# README
CDP Pipeline Workflow
A data pipeline for processing Stellar blockchain data, with support for payment and account creation operations(WIP). Many of the consumers and processors are experimental and may not perform as they should.
Features
- Processes Stellar blockchain data from multiple sources:
- Amazon S3
- Google Cloud Storage (with OAuth or Service Account)
- Local filesystem
- Transforms operations into standardized formats
- Supports both payment and create account operations(WIP)
- Outputs to multiple destinations (MongoDB, ZeroMQ)
Prerequisites
- Go 1.22 or later
- Access to one of:
- Amazon S3
- Google Cloud Storage
- Local filesystem
- MongoDB instance
- ZeroMQ (optional)
Configuration
The pipeline is configured using YAML files. Example configurations:
S3 Source Configuration
pipeline:
name: PaymentPipeline
source:
type: S3BufferedStorageSourceAdapter
config:
bucket_name: "your-bucket"
region: "us-east-1"
network: "testnet"
buffer_size: 640
num_workers: 10
start_ledger: 2
end_ledger: 1000 # optional
ledgers_per_file: 64 # optional, default: 64
files_per_partition: 10 # optional, default: 10
GCS OAuth Configuration
pipeline:
name: PaymentPipeline
source:
type: GCSBufferedStorageSourceAdapter
config:
bucket_name: "your-bucket"
network: "testnet"
buffer_size: 640
num_workers: 10
start_ledger: 2
access_token: "your-oauth-token"
ledgers_per_file: 64
files_per_partition: 10
MongoDB Consumer Configuration
pipelines:
PaymentPipeline:
source:
# ... source configuration as above ...
processors:
- type: TransformToAppPayment
config:
network_passphrase: "Test SDF Network ; September 2015"
consumers:
- type: SaveToMongoDB
config:
uri: "mongodb-uri"
database: "mongodb-db"
collection: "mongodb-collection"
connect_timeout: 10 # seconds
Installation
go get github.com/withObsrvr/cdp-pipeline-workflow
Usage
For GCS authentication:
export GOOGLE_APPLICATION_CREDENTIALS=/path/to/credentials.json
./cdp-pipeline-workflow -config /path/to/config.yaml
For S3 authentication:
export AWS_ACCESS_KEY_ID=your_access_key
export AWS_SECRET_ACCESS_KEY=your_secret_key
./cdp-pipeline-workflow -config /path/to/config.yaml
For GCS OAuth authentication, you'll need to:
-
Create a Google Cloud OAuth 2.0 Client ID:
- Go to Google Cloud Console -> APIs & Services -> Credentials
- Create a new OAuth 2.0 Client ID
- Download the client configuration file
-
Get an OAuth token using the Google OAuth 2.0 Playground:
- Visit https://developers.google.com/oauthplayground/
- Configure OAuth 2.0 with your client ID and secret
- Select and authorize the "Google Cloud Storage API v1"

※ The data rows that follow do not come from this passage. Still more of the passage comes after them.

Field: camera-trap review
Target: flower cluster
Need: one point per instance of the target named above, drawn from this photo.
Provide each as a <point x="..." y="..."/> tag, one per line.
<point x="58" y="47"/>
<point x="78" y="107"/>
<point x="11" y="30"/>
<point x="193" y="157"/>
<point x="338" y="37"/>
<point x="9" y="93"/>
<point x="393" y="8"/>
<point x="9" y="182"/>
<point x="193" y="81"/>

- Exchange authorization code for tokens
- Copy the Access Token
-
Use the token in your configuration:
pipeline:
source:
type: GCSBufferedStorageSourceAdapter
config:
access_token: "your-access-token"
Note: OAuth tokens are temporary and will expire. For production use, consider using service account authentication instead.